Actualización de indicadores específicos de calidad y adecuación de la prescripción y utilización de medicamentos en el ámbito hospitalario e incorporación de los mismos a los contratos de gestión firmados entre el Servicio Extremeño de Salud y los centros hospitalarios, así como entre las direcciones de los centros y los servicios y unidades.

Implantar en todos los ámbitos y servicios asistenciales de los hospitales del Servicio Extremeño de Salud la prescripción electrónica asistida, incorporando en los contratos programa y los acuerdos de gestión que corresponda, objetivos e indicadores de seguimiento.
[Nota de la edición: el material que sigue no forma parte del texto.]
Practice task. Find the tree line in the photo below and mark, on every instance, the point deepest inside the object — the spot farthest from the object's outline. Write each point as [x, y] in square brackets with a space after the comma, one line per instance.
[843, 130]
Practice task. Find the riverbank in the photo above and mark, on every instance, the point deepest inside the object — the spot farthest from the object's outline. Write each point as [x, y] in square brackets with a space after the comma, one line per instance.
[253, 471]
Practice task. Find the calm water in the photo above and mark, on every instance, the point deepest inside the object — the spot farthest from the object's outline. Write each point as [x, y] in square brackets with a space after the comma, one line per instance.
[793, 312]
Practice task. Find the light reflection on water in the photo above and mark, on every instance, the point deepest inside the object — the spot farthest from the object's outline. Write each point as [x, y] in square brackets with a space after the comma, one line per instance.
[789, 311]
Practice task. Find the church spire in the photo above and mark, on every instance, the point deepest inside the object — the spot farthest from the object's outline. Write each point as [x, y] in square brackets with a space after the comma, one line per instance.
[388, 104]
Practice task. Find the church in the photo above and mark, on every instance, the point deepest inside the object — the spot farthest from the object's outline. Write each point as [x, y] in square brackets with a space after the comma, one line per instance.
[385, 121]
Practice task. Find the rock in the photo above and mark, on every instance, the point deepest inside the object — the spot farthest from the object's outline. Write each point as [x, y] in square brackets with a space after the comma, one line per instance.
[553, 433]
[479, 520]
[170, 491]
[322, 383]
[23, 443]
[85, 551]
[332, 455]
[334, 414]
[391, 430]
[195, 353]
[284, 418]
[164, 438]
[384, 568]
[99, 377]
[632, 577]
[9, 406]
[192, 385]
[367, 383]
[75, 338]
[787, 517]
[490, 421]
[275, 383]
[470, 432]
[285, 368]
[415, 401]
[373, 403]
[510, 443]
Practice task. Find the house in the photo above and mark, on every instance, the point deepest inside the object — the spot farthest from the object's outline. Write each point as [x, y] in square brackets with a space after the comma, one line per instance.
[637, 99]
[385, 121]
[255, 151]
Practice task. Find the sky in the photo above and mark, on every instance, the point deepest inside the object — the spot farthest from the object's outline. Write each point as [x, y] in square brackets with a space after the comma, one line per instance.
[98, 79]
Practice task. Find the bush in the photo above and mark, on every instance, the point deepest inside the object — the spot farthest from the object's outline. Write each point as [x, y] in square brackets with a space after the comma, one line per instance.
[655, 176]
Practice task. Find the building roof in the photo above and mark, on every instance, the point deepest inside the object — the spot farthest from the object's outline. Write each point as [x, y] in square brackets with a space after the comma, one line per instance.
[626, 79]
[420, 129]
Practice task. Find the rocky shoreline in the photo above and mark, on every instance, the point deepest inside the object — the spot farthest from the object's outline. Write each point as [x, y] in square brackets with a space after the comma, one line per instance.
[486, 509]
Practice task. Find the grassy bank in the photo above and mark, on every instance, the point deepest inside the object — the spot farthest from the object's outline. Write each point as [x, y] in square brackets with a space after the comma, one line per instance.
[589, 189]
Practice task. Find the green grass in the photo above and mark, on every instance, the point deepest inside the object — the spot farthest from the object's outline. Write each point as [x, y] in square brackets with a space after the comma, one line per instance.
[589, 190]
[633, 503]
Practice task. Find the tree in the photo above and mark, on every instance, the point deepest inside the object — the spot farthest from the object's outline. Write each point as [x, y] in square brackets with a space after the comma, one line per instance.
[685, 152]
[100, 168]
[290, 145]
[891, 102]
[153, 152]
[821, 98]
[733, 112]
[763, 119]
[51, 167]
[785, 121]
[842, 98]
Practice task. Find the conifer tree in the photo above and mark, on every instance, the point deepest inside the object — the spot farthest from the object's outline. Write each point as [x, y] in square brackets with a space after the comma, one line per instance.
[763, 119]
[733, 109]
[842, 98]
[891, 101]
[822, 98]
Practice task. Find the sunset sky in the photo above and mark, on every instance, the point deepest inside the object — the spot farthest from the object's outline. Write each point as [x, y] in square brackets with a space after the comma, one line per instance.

Reforzar la estructura de las comisiones a través de:

• Definición de los perfiles necesarios para ser miembro de las comisiones.
• Incluir perfiles especialistas y perfiles economistas de la salud, analistas o representantes de los pacientes.
• Definición de objetivos, indicadores e incentivos para los miembros de las comisiones.
• Garantizar la evaluación de los nuevos medicamentos por parte de expertos de cada especialidad.
• Proporcionar soporte técnico, de gestión y administrativo necesario a la actividad evaluadora.
• Reforzar la formación y actualización de los profesionales evaluadores.

Deben establecerse objetivos y resultados en salud que sean revisados con criterios de retirada o suspensión cuando no se alcancen, monitorizándose de forma sistemática las condiciones de uso y el grado de adherencia de los prescriptores. Para esto deben desarrollarse los programas de historia clínica y de los módulos informáticos de prescripción intrahospitalaria.

Debe avanzarse en los protocolos de las indicaciones y/o tratamientos evaluados por parte de las comisiones de farmacia, basándose siempre en la evidencia científica y actualizarse con los avances en la práctica clínica.